Dans une librairie, un jeune homme vient lui parler de ses livres. Il le revoit et s’intéresse à son histoire familiale "Parce que j’essaie de comprendre qui il est. Et en l’interrogeant, il me dit "Il faut que je te dise, mon père a tué ma mère". Ca m’a laissé dans la sidération, il y a eu un silence interminable. Il y a peu de phrases qui interdisent la réplique. Celle là en fait partie. Qu’est-ce que vous voulez dire après ça ? Je lui ai demandé pourquoi il ne m’en avait pas parlé plus tôt. Il m’a répondu que la mort de sa mère emportait tout et que lui, il était à côté." Et pour le romancier qu’il est, parler des gens qui sont à côté, c’est ce qui l’intéresse. "Je me suis demandé comment on dit l’indicible et comment on donne la parole à ceux qui ne la prennent pas."
Tristes statistiques
Un féminicide, c’est devenu presque tristement banal dans les infos. Une femme meurt sous les coups de son conjoint tous les deux jours et demi en France, rappelle Philippe Besson. "C’est ter rible à dire, mais on s’habitue aux statistiques…" Il aurait pu écrire un essai. Mais il est de ceux qui pensent que pour mieux raconter la réalité, il faut la romancer: "Les féminicides, c’est une réalité très documentée. Mais le roman ne s’est pas vraiment emparé de ce sujet-là. En passant par le registre du sensible, et de l’émotion, on peut peut-être éveiller un peu plus les consciences". Alors, il s’est glissé dans la peau de ce jeune homme pour raconter sa réalité de l’intérieur, sa descente aux enfers, celle de sa sœur, le grand-père comme un roc, soutien essentiel quand on a tout perdu.

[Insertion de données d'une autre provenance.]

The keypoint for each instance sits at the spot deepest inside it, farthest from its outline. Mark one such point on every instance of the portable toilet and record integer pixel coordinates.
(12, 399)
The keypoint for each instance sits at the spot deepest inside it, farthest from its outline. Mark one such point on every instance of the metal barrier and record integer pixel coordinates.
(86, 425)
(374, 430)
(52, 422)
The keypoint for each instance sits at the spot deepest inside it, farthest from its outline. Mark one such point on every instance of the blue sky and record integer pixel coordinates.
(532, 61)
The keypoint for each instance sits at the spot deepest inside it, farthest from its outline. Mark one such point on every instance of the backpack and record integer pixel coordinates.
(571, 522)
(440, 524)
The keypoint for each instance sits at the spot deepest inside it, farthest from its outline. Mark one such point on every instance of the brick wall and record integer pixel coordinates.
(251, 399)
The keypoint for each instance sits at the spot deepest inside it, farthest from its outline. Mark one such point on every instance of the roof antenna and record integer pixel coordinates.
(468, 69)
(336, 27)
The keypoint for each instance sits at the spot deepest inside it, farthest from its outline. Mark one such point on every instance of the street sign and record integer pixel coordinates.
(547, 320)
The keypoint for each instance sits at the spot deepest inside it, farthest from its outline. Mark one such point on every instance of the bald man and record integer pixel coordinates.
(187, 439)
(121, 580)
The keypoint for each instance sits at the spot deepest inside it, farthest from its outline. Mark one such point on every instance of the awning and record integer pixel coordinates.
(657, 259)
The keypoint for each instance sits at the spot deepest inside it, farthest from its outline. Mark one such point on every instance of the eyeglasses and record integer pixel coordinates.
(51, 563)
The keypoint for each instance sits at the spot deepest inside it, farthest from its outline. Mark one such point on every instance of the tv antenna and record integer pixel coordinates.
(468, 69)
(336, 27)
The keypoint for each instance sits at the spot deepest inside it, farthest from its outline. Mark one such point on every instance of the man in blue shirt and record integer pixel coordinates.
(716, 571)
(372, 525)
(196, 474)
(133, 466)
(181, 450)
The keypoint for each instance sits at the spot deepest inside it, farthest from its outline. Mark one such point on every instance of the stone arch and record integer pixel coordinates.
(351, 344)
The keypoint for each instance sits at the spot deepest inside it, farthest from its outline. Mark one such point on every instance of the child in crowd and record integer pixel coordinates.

Et moi, j’aurais fait quoi ?
Il y a bien d’autres sujets dans ce livre, comme la culpabilité, commune à toutes les victimes, soutient l’auteur. "Ce jeune homme m’a dit,"Tu peux pas imaginer comme je me sens coupable. Je me pose chaque jour la question de est-ce que j’aurais pu l’empêcher et qu’est-ce que j’ai pas vu ?" Quand on refait le film à l’envers, on y pense. Tous les éléments pris isolément pouvaient paraître insignifiants. On connaît tous un femme battue par son conjoint et on n’avait pas forcément vu puis on se dit ah oui, c’est vrai ce jour là, elle avait l’air d’avoir pleuré, puis elle a commencé à ne plus se maquiller, à porter des vêtements larges, et puis c’est vrai qu’elle était souvent triste quand même…
"Mais c’est un fait de société. Est-ce que nous autres, on fait quelque chose ? Si votre voisine sort de chez elle avec un bleu est-ce que vous allez appeler le 3919 (numéro français d’aide aux femmes victimes de violences, N.D.L.R.) pour dire je pense qu’elle est battue par son mari ? Évidemment non. On se dit que si ça se trouve elle est battue, mais qu’en fait j’en sais rien, puis c’est pas mon histoire. On est tous dans ça, quand on n’est pas sûr on n’y va pas. Il y a une difficulté à repérer les signaux dans notre société. Et puis le silence des victimes: on estime que quatre victimes de violences conjugales sur cinq ne porte pas plainte. Quatre sur cinq ! On comprend pourquoi elles n’y vont pas, je le leur reproche pas, on comprend les mécanismes qui font qu’elles se taisent. Mais ça vous donne une idée de la dimension de l’iceberg…"
Philippe Besson, «Ceci n’est pas un fait divers», Julliard, 205p.